Restoring the Flow: With enough flow, a  river acts as self-purifying system. However, the Ganga fails this basic test except during monsoons. So it’s not just about unclean Ganga. It is about the existence of Ganga (or adequate water flow). Due to restrictions and decrease in flow, the velocity of water decreases and siltation increases and the self-purification capacity decreases.

Sludge Control: While the containment of human waste has be largely achieved by Swachh Bharat Mission (SBM) through construction of toilet in Ganga grams, its safe disposal still poses a huge challenge. Faecal sludge is a bigger pollutant than sewerage. While the BOD of sewage is 150-300 mg/l, that of faecal sludge would be 15,000-30,000 mg/l.

Sludge Load in Ganga Cleaning of River Ganga UPSC

Source: Down to Earth

Cost Overruns: The costs of the programme have increased as a result of delays in multiple projects, and ineffective financial management.

Governance Issues: The Ganga Action Plans lacked the coordination of various Ministries. Lack of coordination results in faulty execution, delays and cost overruns.

What more should be done for cleaning of River Ganga?

Autonomous Agency: Experts contend that National Ganga Council (NGC) should be an autonomous agency independent from the Government. Environmental Experts who are familiar with the river should be members of this body rather than bureaucrats because they have more relevant experience.

Improving Flow: The designs of hydroelectric projects can be tweaked in such a manner that they consume less water. Lesser storage will improve water-flow downstream restoring the self-purifying capabilities of the Ganga river. It may raise the cost of the projects but should be done for long-term preservation of the Ganga.

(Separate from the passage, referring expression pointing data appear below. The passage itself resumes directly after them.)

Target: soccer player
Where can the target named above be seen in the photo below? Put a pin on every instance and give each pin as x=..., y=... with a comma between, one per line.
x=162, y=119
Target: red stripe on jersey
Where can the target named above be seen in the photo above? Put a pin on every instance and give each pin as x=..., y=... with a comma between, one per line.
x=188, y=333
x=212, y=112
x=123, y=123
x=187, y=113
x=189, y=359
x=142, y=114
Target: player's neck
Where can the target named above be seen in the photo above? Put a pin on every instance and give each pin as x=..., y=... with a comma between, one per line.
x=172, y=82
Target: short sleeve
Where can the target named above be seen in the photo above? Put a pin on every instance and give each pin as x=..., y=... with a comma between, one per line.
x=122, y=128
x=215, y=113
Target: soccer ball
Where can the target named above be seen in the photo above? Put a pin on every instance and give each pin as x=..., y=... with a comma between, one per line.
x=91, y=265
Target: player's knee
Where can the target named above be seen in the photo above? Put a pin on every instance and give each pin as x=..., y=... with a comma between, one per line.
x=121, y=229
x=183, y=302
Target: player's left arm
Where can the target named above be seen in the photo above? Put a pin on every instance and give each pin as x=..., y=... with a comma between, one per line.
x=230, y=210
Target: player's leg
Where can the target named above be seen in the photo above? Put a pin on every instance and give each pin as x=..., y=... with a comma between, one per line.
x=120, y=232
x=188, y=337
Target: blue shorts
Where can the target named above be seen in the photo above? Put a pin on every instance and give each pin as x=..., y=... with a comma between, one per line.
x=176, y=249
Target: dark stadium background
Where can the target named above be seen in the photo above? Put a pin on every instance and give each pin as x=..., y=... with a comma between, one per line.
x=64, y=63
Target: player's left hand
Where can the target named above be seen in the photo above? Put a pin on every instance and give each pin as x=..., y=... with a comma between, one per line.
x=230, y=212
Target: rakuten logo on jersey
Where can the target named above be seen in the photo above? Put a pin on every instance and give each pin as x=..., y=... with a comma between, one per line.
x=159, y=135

Better Coordination: The National Ganga Council met after ~3 years. More frequent meetings will help improve coordination between Ministries and Union and State Governments.

Decentralisation: Some critics argue that the Programme is centralized, largely driven by the Union Government. Greater involvement of State and Local Governments (bottom-up approach) can help in better implementation.

Initiatives by NMCG: Environment Experts have suggested several steps that NMCG can undertake for Ganga Rejuvenation like decentralised Sewage Treatment Plants (dSTPs), develop local storages (ponds/wetlands), identify and protect ‘river corridors’, restoring base flow through groundwater recharge etc.

Steps by NMCG for Cleaning of River Ganga UPSC

Source: Down to Earth


The Director General of NMCG has said that there has been considerable improvement in the status of cleaning of Ganga river. The Central Pollution Control Board and a special cell have been monitoring real-time water quality of Ganga. In terms of Dissolved Oxygen (DO), the entire stretch of Ganga meets the standards from Uttarakhand to West Bengal. These are measured at nearly 90 stretches. The Biochemical Oxygen Demand (BOD) levels are met in at least 60. The Kanpur BOD used to be 10 at one point and now is 3-4. So, there is significant improvement. Yet, there are many challenges that remain, and Ganga is far from being free of pollution. The Government should build on the success of the programme and scale up its efforts till the River Ganga is restored to its pristine glory.

Syllabus: GS III, Conservation, Environmental Pollution and Degradation.